Intuitively, the surface hydrophobicity and thickness of multilayer films are both key factors influencing molecular transport through multilayer films. Thickness is a direct determinant of permeation rate and is required to calculate the diffusion coefficient, while surface wettability affects the permeability of the film to target species [42,43]. Thus, these two properties were determined for each material combination as part of the investigation of characteristics that may correlate with the diffusion of small molecules (e.g., glucose). Average thickness values of all Chi-based films varied significantly with their compositions (41–126 nm), while thicknesses of PLL-based multilayers were more narrowly clustered in the range of 103 to 140 nm (Table 1).

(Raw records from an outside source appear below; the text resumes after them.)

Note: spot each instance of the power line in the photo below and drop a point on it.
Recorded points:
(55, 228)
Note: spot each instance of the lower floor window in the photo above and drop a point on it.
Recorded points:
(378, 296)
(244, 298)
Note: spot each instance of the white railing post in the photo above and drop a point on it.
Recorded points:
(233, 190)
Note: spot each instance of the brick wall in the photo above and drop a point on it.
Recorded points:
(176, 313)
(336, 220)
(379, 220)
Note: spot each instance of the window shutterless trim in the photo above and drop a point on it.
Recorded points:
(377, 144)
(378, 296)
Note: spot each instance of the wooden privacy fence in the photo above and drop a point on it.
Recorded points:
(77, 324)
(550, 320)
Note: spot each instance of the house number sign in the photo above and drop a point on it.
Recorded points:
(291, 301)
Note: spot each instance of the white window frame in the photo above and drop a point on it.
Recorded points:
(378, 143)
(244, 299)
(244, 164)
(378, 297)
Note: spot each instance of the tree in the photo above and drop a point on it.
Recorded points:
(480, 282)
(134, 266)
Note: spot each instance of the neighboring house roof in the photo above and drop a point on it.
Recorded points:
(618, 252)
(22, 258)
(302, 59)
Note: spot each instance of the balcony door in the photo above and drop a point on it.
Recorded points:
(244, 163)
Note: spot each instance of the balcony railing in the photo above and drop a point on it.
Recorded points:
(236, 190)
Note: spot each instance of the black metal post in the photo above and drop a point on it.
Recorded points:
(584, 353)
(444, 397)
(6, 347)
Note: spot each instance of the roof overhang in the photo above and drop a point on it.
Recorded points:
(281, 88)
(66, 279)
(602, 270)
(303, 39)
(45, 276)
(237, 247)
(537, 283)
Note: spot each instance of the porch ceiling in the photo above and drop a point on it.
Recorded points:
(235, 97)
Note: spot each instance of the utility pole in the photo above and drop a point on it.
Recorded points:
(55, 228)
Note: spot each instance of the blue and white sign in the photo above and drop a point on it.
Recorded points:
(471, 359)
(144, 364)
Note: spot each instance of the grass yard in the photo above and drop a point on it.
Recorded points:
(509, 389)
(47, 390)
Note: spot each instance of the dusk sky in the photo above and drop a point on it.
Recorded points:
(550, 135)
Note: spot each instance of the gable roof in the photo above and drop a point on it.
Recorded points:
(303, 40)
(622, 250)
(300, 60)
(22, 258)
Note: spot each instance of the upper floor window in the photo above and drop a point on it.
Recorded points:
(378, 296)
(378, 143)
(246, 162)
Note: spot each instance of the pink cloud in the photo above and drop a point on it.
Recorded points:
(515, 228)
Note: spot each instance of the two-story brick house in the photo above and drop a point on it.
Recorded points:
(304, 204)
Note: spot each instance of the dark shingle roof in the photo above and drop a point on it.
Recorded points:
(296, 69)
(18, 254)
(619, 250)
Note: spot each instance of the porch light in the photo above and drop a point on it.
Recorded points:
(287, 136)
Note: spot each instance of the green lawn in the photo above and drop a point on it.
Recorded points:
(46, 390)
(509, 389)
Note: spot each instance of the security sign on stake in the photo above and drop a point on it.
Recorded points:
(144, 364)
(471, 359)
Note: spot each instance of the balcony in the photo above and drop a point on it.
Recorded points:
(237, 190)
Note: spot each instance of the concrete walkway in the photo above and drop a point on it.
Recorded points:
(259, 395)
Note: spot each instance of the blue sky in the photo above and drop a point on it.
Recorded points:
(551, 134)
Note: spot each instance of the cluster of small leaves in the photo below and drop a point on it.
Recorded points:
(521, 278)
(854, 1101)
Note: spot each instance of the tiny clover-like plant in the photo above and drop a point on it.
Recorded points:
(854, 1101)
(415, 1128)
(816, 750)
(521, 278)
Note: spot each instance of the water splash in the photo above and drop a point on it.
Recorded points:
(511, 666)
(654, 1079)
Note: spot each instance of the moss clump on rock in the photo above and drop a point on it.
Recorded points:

PGA/Chi and Alg/Chi films were notably thinner than others, an observation that matches previous reports. For example, Maurstad et al. have reported that greater compression of the chain and a larger degree of interpenetration occurs during the adsorption process of films comprising chitosan–polyanion as compared to those comprising PLL–polyanion because of differences in chain length and chain stiffness of the polycations [44]. Our ellipsometric measurement of thickness for [Alg/Chi]6.5 was 41 ± 5.0 nm, which agrees with a previously reported estimate of ~45 nm as measured by QCM [45].
As expected, we found that contact angles varied widely with film composition (Table 1); hence, each unique PEM architecture yielded different glucose permeability (Figure 2). While it is generally held that a high degree of film wettability increases the permeation of water-soluble substances in addition to promoting water flux [42,46], our observations did not indicate a strong direct correlation of glucose diffusion with contact angle (correlation coefficient, ρ(CA, dC/dt) = −0.72). For example, both Hep/Chi and DS/Chi were found to exhibit higher glucose permeation rates (dC/dt) relative to DS/PLL despite similarly low contact angles.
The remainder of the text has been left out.